Em Umuarama, por volta das 19h, uma jovem de 22 anos acionou a PM após discussão com o convivente, de 20 anos, no bairro Dom Pedro I.
De acordo com a corporação, o autor, em estado de embriaguez, proferiu ofensas verbais e danificou a porta da residência ao tentar forçar a entrada.
Embora não tenha havido agressão física, foram constatados injúria e dano patrimonial no âmbito da Lei Maria da Penha. A vítima manifestou interesse em representar criminalmente, e o suspeito foi preso.
Mais tarde, às 22h30, em Pérola, uma mulher de 52 anos denunciou o companheiro, de 44 anos, por agressões físicas e verbais no bairro Martins.
Segundo relato da vítima, o homem chegou em casa embriagado, desferiu tapas, empurrões e insultos, comportamento que, conforme afirmou, se repete nos fins de semana.
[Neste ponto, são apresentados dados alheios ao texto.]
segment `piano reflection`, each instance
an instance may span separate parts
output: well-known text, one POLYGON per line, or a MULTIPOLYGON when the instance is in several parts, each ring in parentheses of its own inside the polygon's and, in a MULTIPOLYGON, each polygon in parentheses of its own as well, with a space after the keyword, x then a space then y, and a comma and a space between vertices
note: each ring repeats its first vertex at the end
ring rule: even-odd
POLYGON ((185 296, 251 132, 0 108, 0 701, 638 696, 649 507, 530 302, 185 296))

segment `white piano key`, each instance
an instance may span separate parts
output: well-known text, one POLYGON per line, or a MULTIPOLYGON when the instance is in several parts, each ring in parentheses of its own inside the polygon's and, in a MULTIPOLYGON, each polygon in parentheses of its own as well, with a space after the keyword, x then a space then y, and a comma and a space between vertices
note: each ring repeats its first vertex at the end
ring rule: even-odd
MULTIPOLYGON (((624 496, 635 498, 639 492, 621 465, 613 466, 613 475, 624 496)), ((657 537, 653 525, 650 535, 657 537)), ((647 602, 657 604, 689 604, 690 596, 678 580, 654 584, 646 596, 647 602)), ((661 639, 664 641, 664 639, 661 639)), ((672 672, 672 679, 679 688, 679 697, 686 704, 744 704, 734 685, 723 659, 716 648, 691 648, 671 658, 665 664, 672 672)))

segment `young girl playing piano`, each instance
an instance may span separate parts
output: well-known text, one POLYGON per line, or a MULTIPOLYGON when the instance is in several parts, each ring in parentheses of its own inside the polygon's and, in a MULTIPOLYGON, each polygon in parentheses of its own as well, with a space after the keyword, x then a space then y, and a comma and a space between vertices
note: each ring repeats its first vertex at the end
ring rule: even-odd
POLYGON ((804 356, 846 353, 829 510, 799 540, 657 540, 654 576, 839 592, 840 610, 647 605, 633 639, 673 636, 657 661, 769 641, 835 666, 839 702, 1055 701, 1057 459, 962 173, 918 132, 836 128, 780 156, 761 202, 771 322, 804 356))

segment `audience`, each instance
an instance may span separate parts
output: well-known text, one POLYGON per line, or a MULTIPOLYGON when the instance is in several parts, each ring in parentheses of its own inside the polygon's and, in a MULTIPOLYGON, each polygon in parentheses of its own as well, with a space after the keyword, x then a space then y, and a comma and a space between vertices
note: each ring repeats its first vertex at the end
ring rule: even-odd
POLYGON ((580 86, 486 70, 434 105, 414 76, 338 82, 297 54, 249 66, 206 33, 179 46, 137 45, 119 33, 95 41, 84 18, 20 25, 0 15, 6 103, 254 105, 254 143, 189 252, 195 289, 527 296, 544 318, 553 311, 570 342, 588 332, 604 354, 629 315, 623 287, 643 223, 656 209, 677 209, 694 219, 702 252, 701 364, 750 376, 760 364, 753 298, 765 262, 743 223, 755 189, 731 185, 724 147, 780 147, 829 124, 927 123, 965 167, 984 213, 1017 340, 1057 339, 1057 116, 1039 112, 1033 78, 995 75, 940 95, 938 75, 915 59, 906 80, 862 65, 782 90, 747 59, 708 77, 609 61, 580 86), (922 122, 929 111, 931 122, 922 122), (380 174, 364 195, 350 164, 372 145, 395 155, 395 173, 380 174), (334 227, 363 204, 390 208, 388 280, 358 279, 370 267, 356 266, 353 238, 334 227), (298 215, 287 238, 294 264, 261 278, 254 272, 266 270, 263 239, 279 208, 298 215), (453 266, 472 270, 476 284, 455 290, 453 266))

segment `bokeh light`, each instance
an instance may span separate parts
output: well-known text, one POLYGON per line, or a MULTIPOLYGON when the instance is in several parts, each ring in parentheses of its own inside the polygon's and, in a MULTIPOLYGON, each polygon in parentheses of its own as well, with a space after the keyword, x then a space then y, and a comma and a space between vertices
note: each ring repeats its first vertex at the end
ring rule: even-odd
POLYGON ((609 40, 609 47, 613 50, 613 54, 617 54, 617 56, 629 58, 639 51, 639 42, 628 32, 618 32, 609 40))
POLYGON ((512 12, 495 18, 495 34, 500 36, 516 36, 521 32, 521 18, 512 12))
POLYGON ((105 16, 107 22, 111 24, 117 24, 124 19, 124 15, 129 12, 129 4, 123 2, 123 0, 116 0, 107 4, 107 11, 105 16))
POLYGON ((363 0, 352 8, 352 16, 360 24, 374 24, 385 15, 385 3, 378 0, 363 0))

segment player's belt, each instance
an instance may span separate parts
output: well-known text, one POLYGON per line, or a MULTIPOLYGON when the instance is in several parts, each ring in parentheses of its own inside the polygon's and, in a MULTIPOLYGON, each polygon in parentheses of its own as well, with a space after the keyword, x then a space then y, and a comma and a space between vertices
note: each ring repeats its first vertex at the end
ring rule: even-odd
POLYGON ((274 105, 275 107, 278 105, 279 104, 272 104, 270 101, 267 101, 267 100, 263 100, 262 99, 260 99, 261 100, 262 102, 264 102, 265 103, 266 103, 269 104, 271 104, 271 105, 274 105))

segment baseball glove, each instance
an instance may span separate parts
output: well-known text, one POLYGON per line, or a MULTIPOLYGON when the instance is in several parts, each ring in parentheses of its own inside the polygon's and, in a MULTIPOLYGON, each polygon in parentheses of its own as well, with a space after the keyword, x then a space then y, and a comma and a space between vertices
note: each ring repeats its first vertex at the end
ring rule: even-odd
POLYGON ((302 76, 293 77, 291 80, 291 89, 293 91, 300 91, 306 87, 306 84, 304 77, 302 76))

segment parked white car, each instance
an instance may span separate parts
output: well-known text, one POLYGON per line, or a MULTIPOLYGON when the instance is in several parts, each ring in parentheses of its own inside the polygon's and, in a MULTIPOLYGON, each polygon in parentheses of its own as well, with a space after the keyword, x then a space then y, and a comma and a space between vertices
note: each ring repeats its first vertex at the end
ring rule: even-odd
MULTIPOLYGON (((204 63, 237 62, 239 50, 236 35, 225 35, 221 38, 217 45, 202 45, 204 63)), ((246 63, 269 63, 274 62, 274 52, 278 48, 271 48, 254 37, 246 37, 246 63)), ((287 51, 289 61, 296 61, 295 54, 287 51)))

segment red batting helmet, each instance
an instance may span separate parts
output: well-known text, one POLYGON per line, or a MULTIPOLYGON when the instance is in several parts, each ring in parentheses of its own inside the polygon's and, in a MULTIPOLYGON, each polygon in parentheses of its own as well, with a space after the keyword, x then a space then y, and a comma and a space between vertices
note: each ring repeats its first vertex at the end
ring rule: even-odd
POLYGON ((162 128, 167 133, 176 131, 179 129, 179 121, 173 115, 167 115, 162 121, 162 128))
Ela também relatou já ter medida protetiva anterior contra o agressor.
Nos dois casos, os autores receberam voz de prisão e foram encaminhados às respectivas delegacias de Polícia Civil.
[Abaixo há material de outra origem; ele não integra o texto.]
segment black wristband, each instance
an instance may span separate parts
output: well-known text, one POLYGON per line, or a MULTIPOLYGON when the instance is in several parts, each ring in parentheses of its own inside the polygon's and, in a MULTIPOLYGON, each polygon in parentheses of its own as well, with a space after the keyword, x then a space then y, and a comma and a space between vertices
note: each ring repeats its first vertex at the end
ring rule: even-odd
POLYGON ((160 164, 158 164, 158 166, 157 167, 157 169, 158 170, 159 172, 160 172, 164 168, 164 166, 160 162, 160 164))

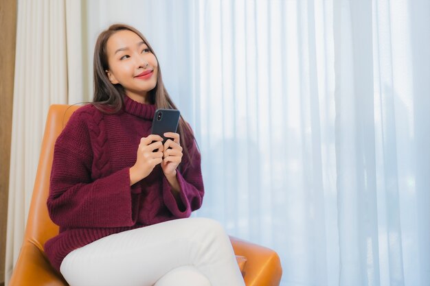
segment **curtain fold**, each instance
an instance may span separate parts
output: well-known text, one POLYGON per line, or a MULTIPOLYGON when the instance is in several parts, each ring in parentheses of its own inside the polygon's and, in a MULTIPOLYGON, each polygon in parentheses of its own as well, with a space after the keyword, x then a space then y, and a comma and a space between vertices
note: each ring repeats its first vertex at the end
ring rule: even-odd
POLYGON ((88 101, 80 1, 20 0, 17 10, 5 285, 23 241, 49 106, 88 101))
POLYGON ((122 22, 194 130, 193 215, 275 250, 282 286, 430 283, 428 1, 19 4, 6 273, 47 107, 90 100, 96 37, 122 22))

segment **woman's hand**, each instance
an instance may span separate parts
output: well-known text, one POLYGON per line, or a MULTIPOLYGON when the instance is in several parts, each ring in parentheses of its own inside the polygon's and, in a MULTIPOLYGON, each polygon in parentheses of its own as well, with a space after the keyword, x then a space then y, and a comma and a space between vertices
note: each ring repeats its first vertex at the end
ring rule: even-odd
POLYGON ((170 178, 176 178, 176 169, 182 161, 182 147, 179 144, 179 134, 173 132, 164 133, 166 138, 170 138, 164 143, 163 146, 163 162, 161 168, 164 176, 170 181, 170 178))
POLYGON ((162 141, 161 136, 154 134, 140 139, 136 163, 130 168, 130 185, 146 178, 155 166, 163 161, 162 141), (153 152, 157 149, 157 152, 153 152))

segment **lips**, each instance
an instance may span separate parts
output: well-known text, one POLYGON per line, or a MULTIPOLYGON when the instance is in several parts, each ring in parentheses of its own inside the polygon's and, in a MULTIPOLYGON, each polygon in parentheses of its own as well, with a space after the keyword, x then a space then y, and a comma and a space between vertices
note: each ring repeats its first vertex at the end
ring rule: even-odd
POLYGON ((135 78, 142 78, 142 79, 150 78, 152 75, 153 72, 154 72, 154 71, 151 71, 150 69, 148 69, 146 71, 142 71, 142 73, 140 73, 139 74, 136 75, 135 78))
A violência doméstica constitui uma grave violação dos direitos humanos, caracterizada por padrões de comportamento abusivo em relações íntimas ou familiares.
Suas manifestações incluem agressões físicas, psicológicas, sexuais, morais e patrimoniais, transcendendo classes sociais, níveis educacionais e origens geográficas.
No Brasil, a Lei Maria da Penha (Lei 11.340/2006) representa um marco no enfrentamento a essa problemática, ao estabelecer mecanismos para coibir a violência contra a mulher e criar estruturas de proteção como medidas protetivas de urgência.
As consequências desse fenômeno afetam profundamente a saúde física e mental das vítimas, podendo gerar desde lesões corporais até transtornos como depressão, ansiedade e estresse pós-traumático.
Crianças expostas a esses ambientes desenvolvem frequentemente dificuldades emocionais e comportamentais, perpetuando ciclos intergeracionais de violência.
A subnotificação permanece como um desafio crucial, influenciada por fatores como dependência econômica, medo de represálias, constrangimento social e expectativas de reconciliação.
Os serviços de atendimento especializado – como delegacias da mulher, centros de referência e disque-denúncia (Ligue 180) – desempenham papel essencial na ruptura desse silêncio, embora enfrentem limitações estruturais em muitas localidades.
A efetiva combinação de políticas públicas preventivas, respostas judiciais ágeis, redes de acolhimento e transformações culturais que questionem estereótipos de gênero configura-se como caminho indispensável para o enfrentamento sistêmico da violência doméstica, demandando engajamento constante do Estado e da sociedade.